The notes of Algorithms ---- Data Structures ---- Hash Table-优快云博客

本文链接：https://blog.youkuaiyun.com/DirkNow/article/details/8803720

本文深入探讨了哈希表的工作原理，包括直接访问表的优势与局限性、哈希函数的设计原则，以及解决冲突的方法如链接法和开放地址法。此外，还介绍了如何选择合适的哈希函数以提高效率，并讨论了通用哈希的概念及其应用。

摘要生成于 C知道，由 DeepSeek-R1 满血版支持，前往体验 >

Table S holding n records.

One record structure is like this:

struct{

Key;

Satellite data;

}

X, as a pointer, which point to one record.

Operations

- Insert(S,x); //S<--S∪{x}

- Delete(S,x); //S<--S - {x}

- Search(S,k); //return x, such as key[x]=k or nil if no such x. (Note, the second param is k not x.)

Direct Access Table:

Suppose keys are drown form U={0,1,......m-1}

Set up array T[0,......,m-1] to represent the dynamic set S.

T[k]=x if x∈S and key[x]=k

T[k]=nil otherwise

Operation take Θ(1) time.

Disadvantage: if the range of U is very large and only a subpartion of U will be map into table S, there will be lots of waste space. Furthermore, if the key is not represent by numeral, it cannot map the key into index of the array. So, we need another data-structure ------ Hash-Table.

Hashing:

m: stands there are m slots(space).

n: there are n records to map into the slots.

Hash funcion h maps keys "randomly" into slots of table T. When a record to be inserted maps to an already occupied slot, a collision occurs.

Resolving collisions

The first method --- by chaining:

Idea: link records in same slot into a list.

Analysis:

Worst-case: every hashes to the same slot. Access takes Θ(n) time.

Anverage-Case: assumption of simple uniform hashing

- each key is equally likely to be hashed to any slot in T independent of where other keys are hash.

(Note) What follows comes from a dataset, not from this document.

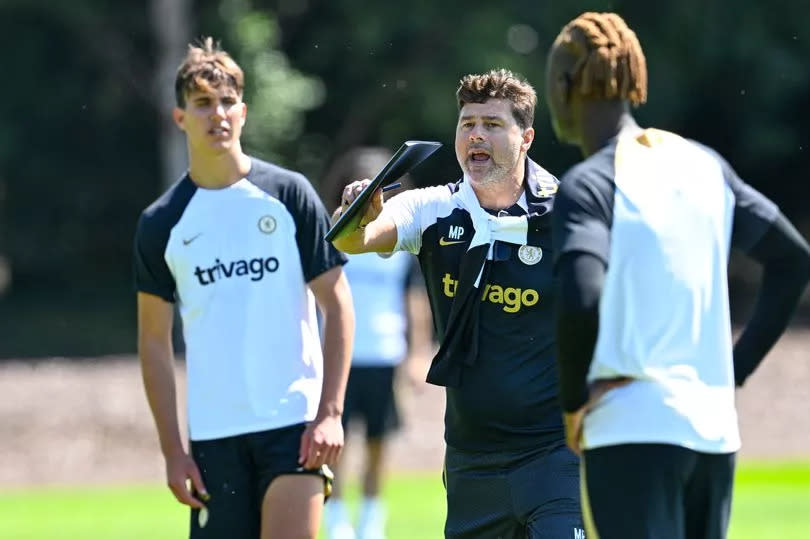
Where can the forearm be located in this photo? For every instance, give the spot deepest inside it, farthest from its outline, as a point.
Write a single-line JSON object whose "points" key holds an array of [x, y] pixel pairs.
{"points": [[785, 256], [337, 350], [779, 295], [157, 371]]}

P{h(k_i)=h(k_j)}=1/m*1/m*m=1/m

P{h(k_i)=2}=1/m

The load factor of a hash table with n keys and m slots, is α=n/m="anverage numbers of keys per slot".

So, the Expected unsuccessful search time will be Θ(1+α)

the Expected successful search time will be Θ(1) (if α=O(1))

The second method --- by open addressing --- no stroge for links.

- Probe table systematically until an empty slot is found.

- h: U×{0,1,......,m-1} ---> {0,1,.....,m-1}

U: universe of keys

frist {0,1,...m-1}: probe

second {0,1,...m-1}: slot

- Table may fill up, so we should make sure n<=m.

- Deletion is impossible.

Probing stratagies:

- Linear detect : "primary clustring"

- Double hashing - h(k,i)=(h_1(k)+i*h_2(k)) mod m

To guarateen search whole table, there are two methods.

Method1 : usually pick m=2^r and h_2(k) gets odd.

Method2 : m get a prime. m` as a number little than m and keep positive interger. h_2(k)=1+(k mod m`)

Choose a hash function :

Division method:

h(k)=k mod m

Notice: 1.Don`t pick m with small divisor d such as d=2.

Ex: if d=2 and all keys are even, then the slots which index is odd can never use.

2.Don`t pick m=2^n so that hash doesn`t depend on all bits of k.

3.Pick m = prime not too close to power of 2 and 10.

Multiplication method:

Condition: 1.m=2^r 2. computer has w-bits words.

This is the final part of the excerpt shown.